Philosophy, Politics and History

The Department of Philosophy, Politics and History at the University of Dubuque seeks to help students think carefully about what they believe and how they live. Our philosophy courses give students the opportunity to explore the "deep" questions of life. What is real? What should I value? What is right and wrong? Is there a God? What kind of life is worth living? By studying the ideas of philosophers of the past and present on questions such as these, students are challenged to examine their own ideas and shape their lives. Religion courses give students an opportunity to explore these same questions from the perspective of faith. What does Christianity say about life? What does the Bible teach? What do other religions have to say? Asking questions such as these, and thinking them through for oneself, is an important part of becoming an educated person. The goal is not just to give students knowledge of the ideas of others, but to help them form their beliefs and make their lives worth living.


The Mission of the Department of Philosophy, Politics and History is to encourage intellectual, spiritual, and moral development of students through a variety of courses in the University's Core curriculum, and to provide advanced study of philosophy and religion to students majoring in these fields. Courses offered by the department encourage critical thinking, develop skills in academic inquiry, deepen understanding of the Christian tradition and other religious and philosophical perspectives, and stimulate students in the formation of their ideas, values, and beliefs about the perennial questions of philosophy and religion.

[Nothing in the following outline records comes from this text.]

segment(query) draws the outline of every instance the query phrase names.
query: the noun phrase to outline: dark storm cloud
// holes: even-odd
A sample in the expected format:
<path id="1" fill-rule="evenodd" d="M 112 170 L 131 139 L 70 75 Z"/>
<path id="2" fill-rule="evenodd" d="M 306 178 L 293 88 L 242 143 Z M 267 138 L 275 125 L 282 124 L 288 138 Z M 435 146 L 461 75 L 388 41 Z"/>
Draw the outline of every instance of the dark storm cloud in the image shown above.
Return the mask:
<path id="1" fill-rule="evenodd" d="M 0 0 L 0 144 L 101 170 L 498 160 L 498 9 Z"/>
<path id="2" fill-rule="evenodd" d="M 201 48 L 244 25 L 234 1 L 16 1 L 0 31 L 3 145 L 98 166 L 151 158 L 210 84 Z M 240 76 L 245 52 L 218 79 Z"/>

The offerings of the department contribute to the Mission of the University by helping students understand the University's Christian tradition and other religious and philosophical traditions, contributing to the liberal arts foundation of the University's Core curriculum, teaching critical thinking, research and writing skills necessary for life-long learning, and influencing students to be ethical stewards of the gifts and resources God has given them.


To fulfill this general mission, the department offers courses and majors in both philosophy and religion. Within each of these areas, the department has objectives relevant to the general education of all students, and objectives for the major.


The Student Learning Outcomes for a philosophy major are:

When they complete the major students will be able to:
  • Explain the ideas of representative thinkers from the history of philosophy.
  • Use philosophical vocabulary, distinctions, and concepts accurately in analyzing philosophical views and issues.
  • Demonstrate familiarity with at least one non-"Euro-American", including an indication of how one can learn from this worldview.
  • Articulate a framework of moral decision making, which includes an understanding of basic principles of philosophical ethics, applying this framework to controversial social, political, and ethical issues.
  • Reflect on their own intellectual and spiritual growth in the course of their studies.
  • Write a research paper in which they explain biblical, philosophical, and theological texts in their historical and cultural context, critically analyze issues raised, and synthesize ideas from multiple sources, bringing original ideas to the discussion.
  • Reflect on their own intellectual and spiritual growth in the course of their studies.
  • Write a research paper that clearly defends a thesis, raises objections and replies to the objections, and demonstrates effective bibliographical research and proper knowledge of formatting.
  • Participate in a philosophical and/or theological dialogue by listening carefully and critically to other perspectives, formulating responses, and defending ideas orally in a seminar setting.
  • Reflect - in writing - upon at least one semester-long service or ministry experience during their college years.


The Student Learning Outcomes for a philosphy minor are:

When students complete the major, they will be able to:
  • find and utilize primary resources.
  • identify significant developments, ideas, events, and people in American history.
  • articulate significant social, cultural, and political patterns that distinguish and unite global regions.
  • articulate significant developments and styles within the arts.